Me encontraba descansando en una litera con Dagna cuando atrancamos. Habíamos estado entrenando unas horas antes y quedamos hechos polvo.

Una alarma salió disparada en los camarotes y los pasillos, emitiendo un sonido estridente; unas luces, que giraban sobre su propio eje, inundaron las paredes de un color rojo sangre.

Me levanté sobresaltado y Dagna igual, escudriñó la alarma y las luces con los ojos fruncidos como si estuviera a punto de golpearlas. Bufó y fue en busca de su rifle favorito. Me calcé apresurado las botas militares y avancé dando tumbos por el pasillo. Mis pisadas resoban como lingotes de hierro en aquel corredor metálico. Un caminar sonoro se oyó en el otro extremo. Me topé con Miles, tenía el cabello revuelto y un aire adormilado.

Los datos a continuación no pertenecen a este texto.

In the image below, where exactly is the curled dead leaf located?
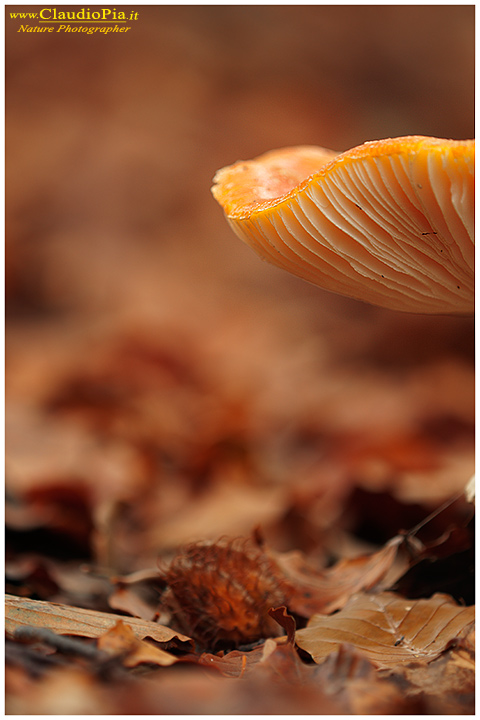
[98,620,176,667]
[295,593,475,669]
[5,595,192,648]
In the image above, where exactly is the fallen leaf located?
[5,595,193,645]
[98,620,177,667]
[295,593,475,669]
[274,536,407,617]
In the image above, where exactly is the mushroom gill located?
[212,136,475,314]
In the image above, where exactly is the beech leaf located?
[5,595,193,644]
[295,593,475,669]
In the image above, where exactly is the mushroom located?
[212,136,475,314]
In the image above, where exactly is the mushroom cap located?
[212,136,475,314]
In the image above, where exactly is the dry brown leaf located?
[98,620,177,667]
[108,587,156,620]
[5,595,192,644]
[274,536,406,617]
[295,593,475,669]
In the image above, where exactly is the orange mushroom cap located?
[212,136,475,314]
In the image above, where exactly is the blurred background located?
[6,5,474,570]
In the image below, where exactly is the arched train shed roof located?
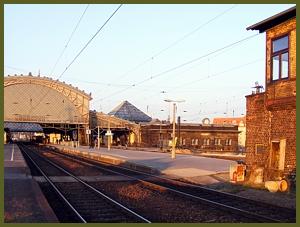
[4,73,92,124]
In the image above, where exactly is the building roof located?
[108,101,152,122]
[4,122,43,132]
[213,117,246,125]
[247,6,296,33]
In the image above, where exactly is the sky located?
[4,4,294,123]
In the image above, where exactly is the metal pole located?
[77,124,79,147]
[107,121,111,151]
[171,103,176,159]
[97,125,100,150]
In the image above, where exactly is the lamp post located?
[164,99,185,159]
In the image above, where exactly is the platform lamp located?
[164,99,185,159]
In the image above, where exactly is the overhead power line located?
[58,4,123,79]
[106,4,237,83]
[95,33,261,101]
[50,4,89,76]
[30,4,123,111]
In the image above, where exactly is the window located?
[203,139,209,146]
[272,35,289,81]
[255,144,265,154]
[225,139,231,146]
[215,139,221,145]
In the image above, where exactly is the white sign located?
[105,130,113,136]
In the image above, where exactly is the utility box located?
[229,164,246,183]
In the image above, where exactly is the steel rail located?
[47,146,292,223]
[22,144,151,223]
[22,145,87,223]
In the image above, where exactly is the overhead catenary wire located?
[94,33,261,102]
[50,4,89,76]
[132,58,263,103]
[103,4,238,84]
[30,4,123,111]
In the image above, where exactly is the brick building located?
[141,123,239,152]
[246,7,296,184]
[213,117,246,152]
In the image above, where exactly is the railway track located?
[19,145,296,222]
[20,145,150,223]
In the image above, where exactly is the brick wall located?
[245,93,270,169]
[141,125,239,152]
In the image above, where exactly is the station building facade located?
[246,7,296,184]
[141,122,239,153]
[4,73,92,144]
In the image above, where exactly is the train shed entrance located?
[4,73,92,144]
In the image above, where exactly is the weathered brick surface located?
[141,125,239,152]
[245,18,296,180]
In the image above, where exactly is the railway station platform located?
[51,145,236,184]
[4,144,58,223]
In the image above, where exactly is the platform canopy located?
[4,122,43,132]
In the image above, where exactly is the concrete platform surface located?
[4,144,58,223]
[51,145,236,183]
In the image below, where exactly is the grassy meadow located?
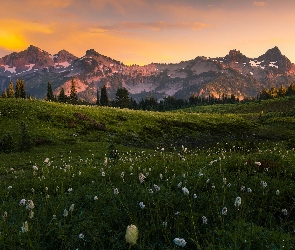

—Creo que el despertador de este lugar está sonando aunque no estoy seguro, no se escucha demasiado bien —dijo con una sonrisa aletargada.

—Creo —mascullé pero el sonido de la alarma cubrió mi voz.

Atravesamos la cocina donde Berenice y Walton habían estado desayunando. Las tazas de café todavía despedían vapor como si llamaran a alguien con señales de humo. Nos adentramos en el pasillo principal, agolpándonos en el pie de la escalera y desenvainé a anguis, Miles tenía un calibre en su mano, trepé hasta la trampilla y ascendimos a la cabina de mandos del bote donde la nieve se colaba por las ventanas.

Esperé que alguien me atacara, Miles y Dagna me flanquearon los lados pero no se avecinó ningún peligro. Un tubo fluorescente colgaba sobre nuestras cabezas, estaba atado al techo con cinta adhesiva. Nos encontrábamos a los lindes de un parque. El cielo estaba gris, aunque era medio día y el viento se sentía aguzado. Sobe también se hallaba en la cabina, tenía la nariz rubicunda, un gorro de lana que permitía apreciar su cabello cortado hasta el mentón y su chaqueta de aviador. Albert y Dante se encontraban flanqueando los controles con expresión formal.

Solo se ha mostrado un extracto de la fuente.